Kalimah takbir, tahlil dan tahmid yang diungkap dari sanubari yang terdalam sebagai manivestasi kesyukuran kepada Allah ‘Azza wa Jalla atas rahmat dan karunia-Nya yang demikian banyaknya. Syukur atas bimbingan dan hidayah-Nya sehingga kita dapat menyelesaikan tugas suci berpuasa sebulan Ramadhan.

Dan hendaklah kamu mencukupkan bilangannya dan hendaklah kamu mengagungkan Allah atas petunjuk-Nya yang diberikan kepadamu, supaya kamu bersyukur (al-Baqarah:185).

Kalimah takbir yang diucapkan merupakan cerminan keyakinan bahwa hanya Allah swt. sajalah yang Maha Besar, Sedang selain Allah kecil. Kecil kekuatannya. kecil kehebatannya. kecil pegetahuannya, kecil kekayaannya dan kecil segalanya. Meskipun mereka berkuasa. raja diraja,, polisi dunia, tapi kesemuanya itu tiada artinya bila dibandingkan dengan kemaha hebatan Allah ‘Azza wa Jalla. Sehingga seorang Muslim yang mengucapkan takbir dengan penghayatan yang mendalam akan menjadikan dirinya memiliki kepribadian yang besar, semangat yang besar dan cita-cita yang besar. Ia terjauh dari kekerdilan pribadi dan pesimisme. Sebab pemahamannya terhadap kalimah takbir, Allahu Akbar, mengantarkannya pada kedudukan yang mulia, mulia di sisi Allah swt. walaupun mungkin Sementara orang menghinakannya.

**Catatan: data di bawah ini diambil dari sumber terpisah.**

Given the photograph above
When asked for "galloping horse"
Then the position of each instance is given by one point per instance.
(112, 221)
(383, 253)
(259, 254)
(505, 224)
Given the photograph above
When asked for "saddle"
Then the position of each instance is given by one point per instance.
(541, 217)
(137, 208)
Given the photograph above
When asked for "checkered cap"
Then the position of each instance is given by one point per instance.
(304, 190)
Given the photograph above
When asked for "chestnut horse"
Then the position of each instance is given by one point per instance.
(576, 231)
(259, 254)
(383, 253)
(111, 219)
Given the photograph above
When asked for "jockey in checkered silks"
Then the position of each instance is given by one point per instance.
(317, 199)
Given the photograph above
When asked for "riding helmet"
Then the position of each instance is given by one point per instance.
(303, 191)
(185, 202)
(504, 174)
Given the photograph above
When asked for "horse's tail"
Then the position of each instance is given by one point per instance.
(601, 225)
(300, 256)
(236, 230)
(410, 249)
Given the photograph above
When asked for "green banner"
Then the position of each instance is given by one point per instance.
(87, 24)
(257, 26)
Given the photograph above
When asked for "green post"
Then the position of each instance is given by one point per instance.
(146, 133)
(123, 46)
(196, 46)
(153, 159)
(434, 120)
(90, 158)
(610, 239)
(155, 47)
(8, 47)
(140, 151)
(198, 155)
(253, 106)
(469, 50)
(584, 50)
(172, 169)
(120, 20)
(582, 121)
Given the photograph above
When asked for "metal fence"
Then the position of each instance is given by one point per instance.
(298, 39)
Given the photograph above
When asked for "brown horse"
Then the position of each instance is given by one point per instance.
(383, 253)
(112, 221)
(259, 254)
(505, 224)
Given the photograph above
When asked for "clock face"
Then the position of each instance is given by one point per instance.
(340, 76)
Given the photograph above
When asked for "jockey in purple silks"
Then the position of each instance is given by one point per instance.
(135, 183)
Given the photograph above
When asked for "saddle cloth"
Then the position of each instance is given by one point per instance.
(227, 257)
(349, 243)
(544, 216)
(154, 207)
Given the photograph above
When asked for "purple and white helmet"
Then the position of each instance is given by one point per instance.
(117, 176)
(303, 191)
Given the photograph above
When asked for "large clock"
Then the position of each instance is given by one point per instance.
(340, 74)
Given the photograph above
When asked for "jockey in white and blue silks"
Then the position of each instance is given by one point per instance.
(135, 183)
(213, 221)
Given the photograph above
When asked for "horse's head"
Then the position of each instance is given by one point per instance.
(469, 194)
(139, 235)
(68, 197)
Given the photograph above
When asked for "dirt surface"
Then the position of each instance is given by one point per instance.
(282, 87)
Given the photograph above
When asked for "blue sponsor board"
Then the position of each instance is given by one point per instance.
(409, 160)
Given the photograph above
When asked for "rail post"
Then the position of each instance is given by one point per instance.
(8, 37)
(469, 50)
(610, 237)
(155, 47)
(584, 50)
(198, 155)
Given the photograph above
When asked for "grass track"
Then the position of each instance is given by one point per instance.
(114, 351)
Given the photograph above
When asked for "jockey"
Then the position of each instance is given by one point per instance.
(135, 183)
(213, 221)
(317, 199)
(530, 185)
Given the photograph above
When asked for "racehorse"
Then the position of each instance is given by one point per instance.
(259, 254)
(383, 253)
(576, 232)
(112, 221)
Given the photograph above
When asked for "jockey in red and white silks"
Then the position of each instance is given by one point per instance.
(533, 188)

Kalimah tahlil, lailaha Illallah, diucapkan sebagai pernyataan bahwa hanya Allah swt. sajalah yang di abdi, hanya Allah sajalah sebagai sesembahan, hanya Allah sajalah yang dipatuhi dan ditunduki secara mutlak. Kalimah mulia ini menjadikan orang yang menyatakannya dengan penghayatan terbebas dari segala bentuk perbudakan, perbudakan apa saja dan perbudakan oleh dan untuk siapa saja. Dirinya hanya memperbudakkan kemanusiaannya kepada Allah semata. Sedang kalimah tahmid yang disampaikan dengan penuh penghayatan menunjukkan bahwa pujian hanyalah hak Allah. selain Allah tidak berhak untuk menuntut pujian dan sanjungan. Sebab pujian dan sanjungan itu merupakan pakaian kebesaran Allah swt. Berbahagialah mereka yang tidak mencari-cari pujian.

Di hari yang berbahagia, di Idul fithri yang mulia ini, ada baiknya kita mengenang peristiwa yang sama, di hari yang sama, yaitu ‘Idul Fithni 1416 tahun yang lalu, di mana Nabi saw. dan para shahabatnya merayakan hari yang mulia ini pertama kali di tahun kedua Hijriyah. Pada tahun tersebut ada beberapa peristiwa besar yang menambah terasanya keagungan ‘Id yang mulia ini. Pada pentengahan bulan Rajab tahun kedua Hijriyah, turun firman Allah di surah al-Baqarah ayat 144 yang artinya:

Sungguh Kami (sering) melihat mukamu menengadah ke langit, maka sungguh Kami akan memalingkan kamu ke kiblat yang kamu sukai. Palingkanlah mukamu ke arah Masjidil Haram. Dan dimana saja kamu berada, palingkanlah mukamu ke arahnya. Dan sesungguhnya orang-orang (Yahudi dan Nashrani) yang diberi al-Kitab (Taurat dan Injil) memang mengetahui, bah wa berpaling ke Masjidil Haram itu adalah benar dari Tuhan mereka, dan Allah sekali-kali tidak lengah dari apa yang mereka kerjakan (al-Baqarah:144).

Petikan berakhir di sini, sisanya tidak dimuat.